By the time I went to college, my Catholic thinking had ended up as Moral Relativism and then just outright quitting. I'd had enough. God seemed like a confusing delusion that was a trick for suckers and dupes, the only people that really figured God out were the atheists and the televangelists. Though I'd never say as much publicly, I didn't have much time for the Church as I knew her and wasn't interested in finding time.
In an unrelated path of my life, I'd eventually end up making a mess of myself and my life; it'd take that point for me to pick something else. You know the definition of insanity: doing the same thing over and over and expecting a different result? I decided to change what I was doing; the results I had been getting kind of sucked. I don't need to go over this story again, you can read about it in the introduction if you want.
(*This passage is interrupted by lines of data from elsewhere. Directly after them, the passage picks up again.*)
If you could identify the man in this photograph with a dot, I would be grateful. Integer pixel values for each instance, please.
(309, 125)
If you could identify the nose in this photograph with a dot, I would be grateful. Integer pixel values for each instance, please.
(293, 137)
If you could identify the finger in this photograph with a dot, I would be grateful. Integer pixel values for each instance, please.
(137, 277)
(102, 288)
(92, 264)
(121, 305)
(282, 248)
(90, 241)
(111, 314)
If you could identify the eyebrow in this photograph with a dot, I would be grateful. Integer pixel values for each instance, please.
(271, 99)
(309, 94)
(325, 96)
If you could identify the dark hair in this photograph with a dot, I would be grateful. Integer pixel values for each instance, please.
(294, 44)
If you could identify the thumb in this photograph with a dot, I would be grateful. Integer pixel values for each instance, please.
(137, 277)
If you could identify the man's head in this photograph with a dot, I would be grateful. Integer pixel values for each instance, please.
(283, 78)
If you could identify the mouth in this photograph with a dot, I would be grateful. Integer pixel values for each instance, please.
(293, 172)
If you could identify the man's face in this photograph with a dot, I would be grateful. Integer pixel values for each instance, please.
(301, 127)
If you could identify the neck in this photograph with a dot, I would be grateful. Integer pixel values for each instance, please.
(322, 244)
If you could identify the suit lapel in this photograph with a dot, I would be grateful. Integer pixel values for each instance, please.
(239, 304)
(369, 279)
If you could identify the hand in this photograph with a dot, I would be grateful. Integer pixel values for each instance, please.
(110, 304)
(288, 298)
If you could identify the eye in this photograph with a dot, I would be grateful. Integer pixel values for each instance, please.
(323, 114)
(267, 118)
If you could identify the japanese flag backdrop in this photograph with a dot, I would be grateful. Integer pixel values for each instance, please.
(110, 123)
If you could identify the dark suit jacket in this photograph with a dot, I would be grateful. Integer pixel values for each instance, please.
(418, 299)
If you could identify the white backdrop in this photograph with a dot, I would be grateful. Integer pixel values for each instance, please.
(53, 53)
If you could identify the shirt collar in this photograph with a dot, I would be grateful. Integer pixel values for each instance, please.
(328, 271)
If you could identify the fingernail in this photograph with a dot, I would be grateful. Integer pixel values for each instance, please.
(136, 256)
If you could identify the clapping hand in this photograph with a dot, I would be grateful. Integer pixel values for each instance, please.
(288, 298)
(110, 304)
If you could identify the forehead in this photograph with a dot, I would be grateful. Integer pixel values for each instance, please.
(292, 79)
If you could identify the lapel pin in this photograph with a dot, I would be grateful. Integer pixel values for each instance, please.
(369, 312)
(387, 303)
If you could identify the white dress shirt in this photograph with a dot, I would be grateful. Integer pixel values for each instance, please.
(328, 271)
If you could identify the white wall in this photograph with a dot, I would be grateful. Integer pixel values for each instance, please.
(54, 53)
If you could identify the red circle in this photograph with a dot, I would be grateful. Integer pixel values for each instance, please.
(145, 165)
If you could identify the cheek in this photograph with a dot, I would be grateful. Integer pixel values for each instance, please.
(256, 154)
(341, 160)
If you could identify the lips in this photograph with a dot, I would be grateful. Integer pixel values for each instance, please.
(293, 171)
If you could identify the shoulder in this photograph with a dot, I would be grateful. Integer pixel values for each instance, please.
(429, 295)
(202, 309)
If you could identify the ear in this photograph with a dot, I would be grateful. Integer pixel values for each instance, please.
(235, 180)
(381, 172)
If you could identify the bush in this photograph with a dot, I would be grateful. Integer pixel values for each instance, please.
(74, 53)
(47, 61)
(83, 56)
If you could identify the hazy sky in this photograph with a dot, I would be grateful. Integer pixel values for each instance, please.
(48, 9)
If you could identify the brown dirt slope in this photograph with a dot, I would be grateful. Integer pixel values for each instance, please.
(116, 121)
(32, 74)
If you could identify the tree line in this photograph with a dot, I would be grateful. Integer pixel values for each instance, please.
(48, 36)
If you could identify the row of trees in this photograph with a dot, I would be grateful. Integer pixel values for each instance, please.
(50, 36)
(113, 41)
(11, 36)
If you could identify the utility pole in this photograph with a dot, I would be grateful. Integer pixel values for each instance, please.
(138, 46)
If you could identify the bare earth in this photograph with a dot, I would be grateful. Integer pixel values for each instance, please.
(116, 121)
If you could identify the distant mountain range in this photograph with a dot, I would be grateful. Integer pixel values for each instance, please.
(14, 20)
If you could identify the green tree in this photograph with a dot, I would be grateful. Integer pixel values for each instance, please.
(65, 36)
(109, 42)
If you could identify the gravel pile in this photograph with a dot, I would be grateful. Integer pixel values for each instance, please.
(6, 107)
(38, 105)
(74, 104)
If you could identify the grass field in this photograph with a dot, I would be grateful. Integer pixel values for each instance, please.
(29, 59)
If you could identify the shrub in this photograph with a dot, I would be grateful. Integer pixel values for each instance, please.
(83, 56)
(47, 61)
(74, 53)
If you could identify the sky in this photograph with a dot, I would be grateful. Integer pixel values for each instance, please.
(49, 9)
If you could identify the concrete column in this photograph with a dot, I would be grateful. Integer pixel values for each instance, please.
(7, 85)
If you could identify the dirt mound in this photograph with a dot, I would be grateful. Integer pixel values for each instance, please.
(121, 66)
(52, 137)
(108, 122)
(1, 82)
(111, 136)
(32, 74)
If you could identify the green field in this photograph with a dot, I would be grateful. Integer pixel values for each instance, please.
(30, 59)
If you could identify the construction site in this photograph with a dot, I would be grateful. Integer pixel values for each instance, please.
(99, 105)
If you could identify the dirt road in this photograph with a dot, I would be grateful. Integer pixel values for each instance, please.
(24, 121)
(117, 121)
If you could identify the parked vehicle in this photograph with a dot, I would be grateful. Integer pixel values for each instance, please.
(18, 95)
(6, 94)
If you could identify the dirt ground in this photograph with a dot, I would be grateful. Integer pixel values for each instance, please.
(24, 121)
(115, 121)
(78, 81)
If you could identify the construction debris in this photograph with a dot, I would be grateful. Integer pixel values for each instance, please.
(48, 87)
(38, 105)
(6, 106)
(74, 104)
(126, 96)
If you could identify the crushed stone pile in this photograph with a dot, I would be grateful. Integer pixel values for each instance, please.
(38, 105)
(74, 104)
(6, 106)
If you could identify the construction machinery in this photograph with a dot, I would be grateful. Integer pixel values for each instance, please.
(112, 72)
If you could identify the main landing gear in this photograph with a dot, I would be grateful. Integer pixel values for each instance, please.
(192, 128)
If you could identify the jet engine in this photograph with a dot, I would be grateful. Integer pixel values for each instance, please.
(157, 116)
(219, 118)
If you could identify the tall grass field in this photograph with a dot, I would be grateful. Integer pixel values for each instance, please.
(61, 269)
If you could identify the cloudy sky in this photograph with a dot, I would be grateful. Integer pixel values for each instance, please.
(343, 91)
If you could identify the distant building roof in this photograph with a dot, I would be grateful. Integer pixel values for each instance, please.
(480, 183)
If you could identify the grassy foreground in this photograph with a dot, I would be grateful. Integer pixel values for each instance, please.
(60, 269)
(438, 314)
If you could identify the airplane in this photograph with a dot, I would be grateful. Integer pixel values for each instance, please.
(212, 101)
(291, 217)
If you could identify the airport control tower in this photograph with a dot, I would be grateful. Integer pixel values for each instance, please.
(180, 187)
So what does all of this have to do with Baptists and their assault rifles? Admittedly, not much. But seeing youth conferences and teen camps tend to remind me of this story. I wonder if our attempts to cultivate a crop is just casting seed on rocky ground, where the seed will sprout but doesn't develop roots. Of course the flip-side is true too! It'd be hard to tell an eight-year-old about about St. John of the Cross's Dark Night of the Soul, the sense of loneliness, desolation and abandonment by God that is often considered the hallmark of intensely deep Christian mysticism. Eight-year-olds are still in the felt-banner stage!
But when these Oklahoma City teenagers grow up to be adults, will they still consider the Almighty Lord to be something squeezed between basketball and trap shooting? I don't know. Maybe their conference does a nicer job of addressing these issues than I give them credit. Yet I reserve the right to remain a skeptic.
And not just because it's a Baptist camp and I'm a Catholic! Catholics are pretty good shots too.